(adapted from a presentation I did at the 2011 Oceania CACS Conference)

As a customer, sometimes it’s useful to know the things you should be generally concerned about in terms of auditing, i.e. what are the normal areas to be concerned about, what should trigger red flags etc. – because the reality of auditing a service provider is that typically, they know you are coming, and you don’t have the ability to review material in the same way as a formal audit, or internal audit would.

1. SLA’s: Review these carefully.  In particular, pay attention to the exclusions, the areas of applicability, how they will be measured, and the penalties assigned. As mentioned in other posts, one of the key things about SLA’s is that a good many service providers don’t see them as terribly binding, and are very optimistic.

2. How exposed are you to failures within the Service Provider infrastructure? i.e., can your services still run if their AD server fails, are you depending on Single Points of Failure of the network infrastructure, are you reliant on their DNS systems, load balancers, mail routers etc, even if you haven’t specifically decided to use these services?  Are these services covered under your SLA?

3. Where and how is data hosted in the service? Are systems backed up, and do they have off-site secure backup?

4. What is the stability of the company? Are they acquisitive, are they ripe for takeover, are the services you are using core to the company? How is the share price, and recent advice to the market?

5. Do they have security policy, and is it compliant with ISO 27001? Do they have any evidence of operation of the policies you can vet? (note, many service providers may legitimately not provide you with logs or details for confidentiality reasons, but it helps to ask)

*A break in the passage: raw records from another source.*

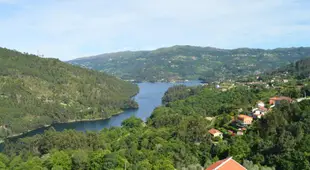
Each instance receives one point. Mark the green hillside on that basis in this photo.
(299, 69)
(38, 91)
(190, 62)
(176, 137)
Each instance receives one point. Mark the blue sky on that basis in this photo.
(68, 29)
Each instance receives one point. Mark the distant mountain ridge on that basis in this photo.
(38, 91)
(299, 69)
(191, 62)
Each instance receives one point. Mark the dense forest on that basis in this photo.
(38, 91)
(176, 136)
(299, 69)
(190, 62)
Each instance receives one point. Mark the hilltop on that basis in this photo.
(191, 62)
(38, 91)
(299, 69)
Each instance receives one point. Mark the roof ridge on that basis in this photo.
(239, 164)
(227, 159)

6. Data Centre – do they run their own, and if they do, what controls are in place around it, and can you inspect the site?  If a third-party provider, still worth seeing if you can site visit, but otherwise you can ask for the SLA with the DC provider, and make sure it’s reputable via point 4.

7. What are the notification arrangements in the event of a security, or other important incident?  Is this 24×7 (if you need it) and if so, are your staff ready to take that call?

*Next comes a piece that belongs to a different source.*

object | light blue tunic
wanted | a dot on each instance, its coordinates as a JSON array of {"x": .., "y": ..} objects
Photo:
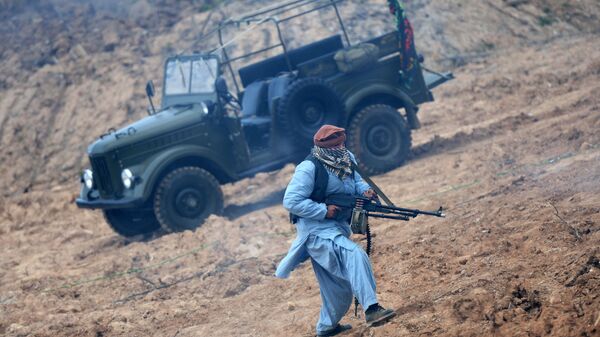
[{"x": 340, "y": 265}]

8. Is the Service Provider dependent on any third-parties (typically at least network providers). If so, how does the flow-on SLA from that provider look, and are the arrangements in place to meet your SLA? Is the Service Provider liable if a third party doesn’t meet their SLA?  Do they have backups and alternate arrangements to support failure of third parties?

9. Make sure to review the proposed service in the vendor selection process, and ensure the requirements are relevant to the service being provided. Some companies have no choice due to regulation, but uninterested or overly protective internal security or internal audit teams can come in with stiff requirements at times, well beyond what is justified for the service.

10. Make sure that the delivered service is still up to scratch after the contracts have been signed, and service has been deployed! In a lot of cases, I’ve seen initial vendor selection criteria quite tough, for a service that dropped most of the important things (like IDS, firewalls, backups, DR environments) because they were too costly in the end.